STF decide que somente Câmaras Municipais podem decretar inelegibilidade de prefeitos

O Supremo Tribunal Federal (STF) decidiu que somente as Câmaras Municipais podem decretar a inelegibilidade de prefeitos em processos que tratem desses gestores como ordenadores de despesa. A decisão foi proferida pelo Plenário da alta corte brasileira nessa quarta-feira (10), e confirma entendimento do presidente do Tribunal de Justiça do Rio Grande do Norte, desembargador Cláudio Santos, em julgamentos anteriores no TJRN, cujo posicionamento é o de que esses tipos de feito devem ser submetidos à apreciação dos Legislativos municipais.

Com a aprovação da Lei da Ficha Limpa, em 2012, foi inserido na legislação brasileira a hipótese de que havendo a rejeição de contas do gestor público em parecer do Tribunal de Contas, em decisão irrecorrível, este ficaria impossibilitado de concorrer a cargo eletivo. O dispositivo trazia uma novidade para as previsões de inelegibilidade de prefeitos, mudando o entendimento do STF há décadas de que somente as Câmaras de Vereadores poderiam analisar situações que impossibilitassem as candidaturas a prefeito.
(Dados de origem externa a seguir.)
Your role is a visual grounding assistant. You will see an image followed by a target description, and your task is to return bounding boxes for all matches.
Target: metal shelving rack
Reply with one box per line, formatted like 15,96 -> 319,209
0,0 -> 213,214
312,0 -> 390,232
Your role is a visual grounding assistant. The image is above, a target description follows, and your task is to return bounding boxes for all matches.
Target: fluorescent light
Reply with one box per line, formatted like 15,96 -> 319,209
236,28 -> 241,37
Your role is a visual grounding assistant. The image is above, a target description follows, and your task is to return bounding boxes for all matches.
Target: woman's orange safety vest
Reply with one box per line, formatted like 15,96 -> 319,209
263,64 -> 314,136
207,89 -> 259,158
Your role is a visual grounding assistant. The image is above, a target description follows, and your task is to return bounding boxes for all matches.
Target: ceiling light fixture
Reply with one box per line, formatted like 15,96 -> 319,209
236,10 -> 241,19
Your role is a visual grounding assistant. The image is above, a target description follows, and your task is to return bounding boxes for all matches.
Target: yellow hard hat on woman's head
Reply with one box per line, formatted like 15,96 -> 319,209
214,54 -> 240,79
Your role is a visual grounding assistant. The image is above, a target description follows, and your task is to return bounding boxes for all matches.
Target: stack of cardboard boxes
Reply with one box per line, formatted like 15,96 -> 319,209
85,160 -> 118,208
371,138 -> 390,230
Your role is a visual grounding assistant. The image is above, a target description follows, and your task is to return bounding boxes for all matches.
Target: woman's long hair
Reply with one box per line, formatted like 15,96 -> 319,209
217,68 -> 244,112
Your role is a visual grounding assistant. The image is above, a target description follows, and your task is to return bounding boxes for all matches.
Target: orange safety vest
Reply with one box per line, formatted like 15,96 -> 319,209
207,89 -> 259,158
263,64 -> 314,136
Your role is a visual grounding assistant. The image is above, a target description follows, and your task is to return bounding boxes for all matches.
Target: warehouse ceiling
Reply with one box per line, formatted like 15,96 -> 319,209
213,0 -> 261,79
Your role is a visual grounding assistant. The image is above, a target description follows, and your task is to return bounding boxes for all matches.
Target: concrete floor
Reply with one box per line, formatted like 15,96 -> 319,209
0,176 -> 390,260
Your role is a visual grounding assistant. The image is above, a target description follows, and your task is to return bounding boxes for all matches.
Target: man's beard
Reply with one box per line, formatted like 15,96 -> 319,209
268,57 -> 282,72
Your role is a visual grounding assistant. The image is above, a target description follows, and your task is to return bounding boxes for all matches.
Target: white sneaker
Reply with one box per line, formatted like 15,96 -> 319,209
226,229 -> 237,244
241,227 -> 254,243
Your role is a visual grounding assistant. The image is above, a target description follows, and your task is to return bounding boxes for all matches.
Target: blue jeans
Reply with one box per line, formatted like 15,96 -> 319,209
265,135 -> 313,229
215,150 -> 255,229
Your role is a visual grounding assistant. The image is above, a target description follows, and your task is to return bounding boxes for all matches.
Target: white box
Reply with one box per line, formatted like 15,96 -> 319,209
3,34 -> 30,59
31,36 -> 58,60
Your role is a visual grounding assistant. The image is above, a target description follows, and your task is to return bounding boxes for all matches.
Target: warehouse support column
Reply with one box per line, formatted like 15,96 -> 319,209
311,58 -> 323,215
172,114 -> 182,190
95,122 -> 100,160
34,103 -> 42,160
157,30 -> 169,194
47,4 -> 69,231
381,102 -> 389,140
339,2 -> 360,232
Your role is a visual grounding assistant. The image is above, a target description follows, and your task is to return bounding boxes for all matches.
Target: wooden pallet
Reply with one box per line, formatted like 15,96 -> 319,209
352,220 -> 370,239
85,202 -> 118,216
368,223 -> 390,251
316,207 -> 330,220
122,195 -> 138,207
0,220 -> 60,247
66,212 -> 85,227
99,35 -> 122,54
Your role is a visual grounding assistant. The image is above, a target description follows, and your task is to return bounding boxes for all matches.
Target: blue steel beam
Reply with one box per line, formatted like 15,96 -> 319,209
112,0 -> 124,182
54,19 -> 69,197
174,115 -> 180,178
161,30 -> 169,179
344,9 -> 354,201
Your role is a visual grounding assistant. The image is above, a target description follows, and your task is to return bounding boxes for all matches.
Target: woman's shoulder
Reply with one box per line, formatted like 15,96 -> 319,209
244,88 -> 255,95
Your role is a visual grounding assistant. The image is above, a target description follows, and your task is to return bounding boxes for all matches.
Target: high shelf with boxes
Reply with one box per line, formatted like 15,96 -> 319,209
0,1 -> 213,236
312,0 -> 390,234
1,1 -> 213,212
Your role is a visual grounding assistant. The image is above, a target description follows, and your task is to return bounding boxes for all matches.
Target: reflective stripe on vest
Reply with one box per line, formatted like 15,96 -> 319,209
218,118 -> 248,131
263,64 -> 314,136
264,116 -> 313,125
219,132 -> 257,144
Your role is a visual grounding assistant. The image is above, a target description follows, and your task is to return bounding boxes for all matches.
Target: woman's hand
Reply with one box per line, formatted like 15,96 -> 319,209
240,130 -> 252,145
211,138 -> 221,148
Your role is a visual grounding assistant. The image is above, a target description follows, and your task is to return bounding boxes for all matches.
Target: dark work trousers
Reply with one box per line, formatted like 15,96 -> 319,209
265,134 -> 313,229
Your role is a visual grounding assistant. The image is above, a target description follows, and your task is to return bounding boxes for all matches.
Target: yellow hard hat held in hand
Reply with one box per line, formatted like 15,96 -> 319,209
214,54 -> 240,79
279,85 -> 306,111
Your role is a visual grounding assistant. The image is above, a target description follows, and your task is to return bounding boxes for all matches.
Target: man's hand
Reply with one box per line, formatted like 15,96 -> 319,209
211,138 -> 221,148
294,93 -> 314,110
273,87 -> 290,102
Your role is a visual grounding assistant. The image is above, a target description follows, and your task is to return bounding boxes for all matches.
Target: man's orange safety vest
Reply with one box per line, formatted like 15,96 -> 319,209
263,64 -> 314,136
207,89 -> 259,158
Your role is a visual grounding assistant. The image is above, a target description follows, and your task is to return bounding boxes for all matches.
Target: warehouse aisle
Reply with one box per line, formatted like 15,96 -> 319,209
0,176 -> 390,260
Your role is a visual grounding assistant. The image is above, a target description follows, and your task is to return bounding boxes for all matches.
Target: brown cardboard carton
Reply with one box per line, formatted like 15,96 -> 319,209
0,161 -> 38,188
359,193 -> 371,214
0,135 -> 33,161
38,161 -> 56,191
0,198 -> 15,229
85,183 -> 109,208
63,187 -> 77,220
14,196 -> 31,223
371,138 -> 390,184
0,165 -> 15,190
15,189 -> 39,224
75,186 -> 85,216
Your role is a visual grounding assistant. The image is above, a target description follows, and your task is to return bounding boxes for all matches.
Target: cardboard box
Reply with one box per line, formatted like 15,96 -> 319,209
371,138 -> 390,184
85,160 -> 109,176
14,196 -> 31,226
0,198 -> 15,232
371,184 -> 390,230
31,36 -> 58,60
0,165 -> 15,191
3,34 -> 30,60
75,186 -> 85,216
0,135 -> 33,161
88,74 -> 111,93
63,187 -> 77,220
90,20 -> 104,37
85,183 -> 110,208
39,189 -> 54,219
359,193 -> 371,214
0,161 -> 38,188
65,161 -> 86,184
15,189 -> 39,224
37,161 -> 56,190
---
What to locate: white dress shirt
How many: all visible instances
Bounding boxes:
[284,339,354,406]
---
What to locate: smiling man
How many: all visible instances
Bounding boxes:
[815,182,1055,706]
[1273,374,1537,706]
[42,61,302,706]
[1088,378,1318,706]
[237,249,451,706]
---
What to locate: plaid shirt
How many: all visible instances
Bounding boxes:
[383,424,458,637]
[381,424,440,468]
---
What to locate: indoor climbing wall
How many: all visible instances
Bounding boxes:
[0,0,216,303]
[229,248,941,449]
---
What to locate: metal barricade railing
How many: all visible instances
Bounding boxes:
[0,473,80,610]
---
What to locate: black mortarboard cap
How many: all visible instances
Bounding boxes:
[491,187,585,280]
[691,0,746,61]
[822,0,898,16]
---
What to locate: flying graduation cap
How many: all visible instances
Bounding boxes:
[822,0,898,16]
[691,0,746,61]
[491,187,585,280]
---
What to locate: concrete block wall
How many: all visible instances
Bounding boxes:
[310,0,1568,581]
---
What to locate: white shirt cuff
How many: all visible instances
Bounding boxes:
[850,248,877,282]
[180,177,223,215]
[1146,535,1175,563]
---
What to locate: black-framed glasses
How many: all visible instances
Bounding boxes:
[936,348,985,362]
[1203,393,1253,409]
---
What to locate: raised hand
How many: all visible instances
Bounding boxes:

O entendimento de que contas reprovadas pelos Tribunais de Contas ensejariam inelegibilidade prevalecia desde o julgamento das Ações Declaratórias de Constitucionalidade 29 e 30 e a Ação Declaratória de Inconstitucionalidade 4.578, em 2012. No entanto, ao julgar os Recursos Extraordinários 848.826 e o 729.744 com repercussão geral, ontem, o Supremo mudou a jurisprudência sobre a questão.

Com este julgamento, dois pontos ficam claros: 1º) O parecer de Tribunal de Contas não impede o político de se candidatar, ainda que o TC tenha se posicionado pela rejeição das contas do prefeito como ordenador de gastos, e não como chefe do Executivo; 2º) Mesmo que os legislativos municipais se omitam em apreciar as contas dos prefeitos, o parecer do TC não pode torná-los inelegíveis.

Jurisprudência

Em julgamento realizado na 3ª Câmara Cível do TJRN, em 10 de setembro de 2013, o desembargador Cláudio Santos ao relatar o Agravo de Instrumento nº 2012.011819-1, votou no sentido de que “o Tribunal de Contas não possui competência para o julgamento das contas do gestor municipal”. O magistrado de segundo grau, entende que a atuação da corte de contas se restringe à emissão de parecer opinativo, sem viés vinculativo, conforme orientação jurisprudencial emitida pelo STF na Reclamação nº 14042/RN.

Preconiza Cláudio Santos que compete ao TC a emissão de parecer prévio a respeito das contas do chefe do Executivo municipal, seja na fiscalização das contas políticas, seja nas contas de governo, uma vez que a competência para o julgamento das contas de prefeito é exclusiva do Poder Legislativo municipal, de acordo com o estabelecido pela Constituição Federal, nos artigo 31, caput e parágrafos 1º e 2º.

Recentemente, no Pedido de Suspensão de Liminar nº 2016.010575-6, ajuizado pelo Tribunal de Contas do Estado, o presidente do Tribunal de Justiça reafirmou seu entendimento no sentido de que somente as Câmaras Municipais podem declarar prefeitos inelegíveis por rejeição de contas, o que restou ratificado pela Suprema Corte na sessão de ontem.